Quando o dia amanheceu, Fabio estava ao lado de Tim. O cantor paraguaio que conhecera dos tempos de Boate Cave, amigo de quando não tinha três centavos para comprar um pão na padaria, era íntimo o bastante para querer saber: “Por que você fez isso, Tim? Por quê?” E ouviu uma rara resposta séria de Tim em 30 anos de amizade: “Eu não tinha ninguém para conversar”.

Mesmo quando não tinha ninguém para conversar, Tim Maia tinha Fabio. No filme que conta a história do músico, dirigido por Mauro Lima, Fabio aparece romantizado na interpretação de Cauã Reymond. É em torno dele que as histórias mais saborosas acontecem, muitas verdadeiras, algumas fictícias, outras um tanto alteradas. As memórias que Fabio guardou de Tim foram lançadas em 2007 sob o título Até Parece que Foi Sonho – Meus 30 Anos de Amizade e Trabalho Ao Lado de Tim Maia. Um pouco depois, no mesmo ano, sairia a biografia de Tim assinada por Nelson Motta, Vale Tudo – O Som e a Fúria de Tim Maia. “O Nelson me ligou pedindo para usar algumas histórias que havia visto no meu livro”, conta ele. Muitas passagens relatadas primeiro por Fabio foram parar no livro de Motta e, de lá, no filme de Lima. Mas a fonte ainda menos contaminada por versões e recursos dramatúrgicos continuam no pequena publicação de Fabio, que a editora Matrix acaba de relançar.
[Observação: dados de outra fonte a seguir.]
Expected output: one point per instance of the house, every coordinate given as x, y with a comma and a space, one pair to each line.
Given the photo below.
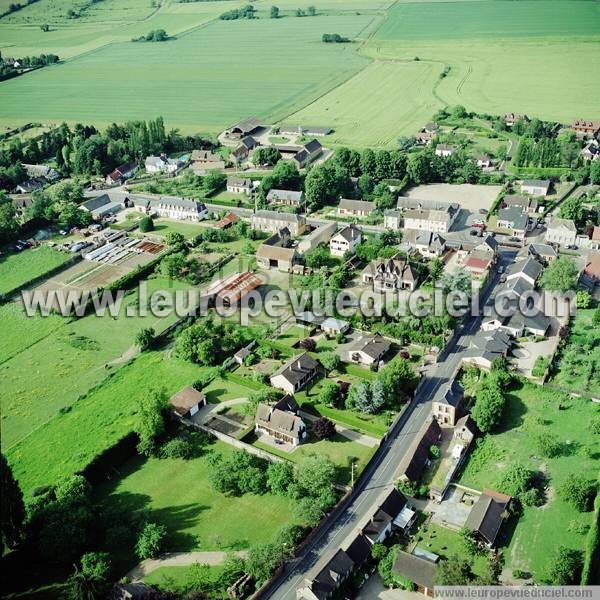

A coleção de histórias impressiona pela intensidade de seus altos e baixos e faz um livro de 130 páginas parecer ter 500. Tim, como Elis Regina, parecia viver três anos em um. E alguém que ficasse ao seu lado poderia ter a certeza de que algo bizarro iria lhe acontecer em instantes.

Roberto Carlos é uma figura que não sai nada bem nem no livro nem no filme. O livro é ainda um pouco mais ameno. O filme, nas entrelinhas, o chama de mau caráter. Depois de iniciar carreira junto com o amigo Tião Maia no grupo Sputniks, em 1957, Roberto saiu na frente, deixou os amigos e virou um gigante sob as bênçãos de Carlos Imperial. Tim buscou ajuda do amigo para aplacar sua sede de sucesso e sua fome de qualquer coisa que descesse pela garganta, mas Roberto o ignorou sumariamente. Anos depois, Fabio repensaria a atitude de Roberto: “Ele não queria o Tim encrenqueiro ao lado dele”, diz, em entrevista ao Estado.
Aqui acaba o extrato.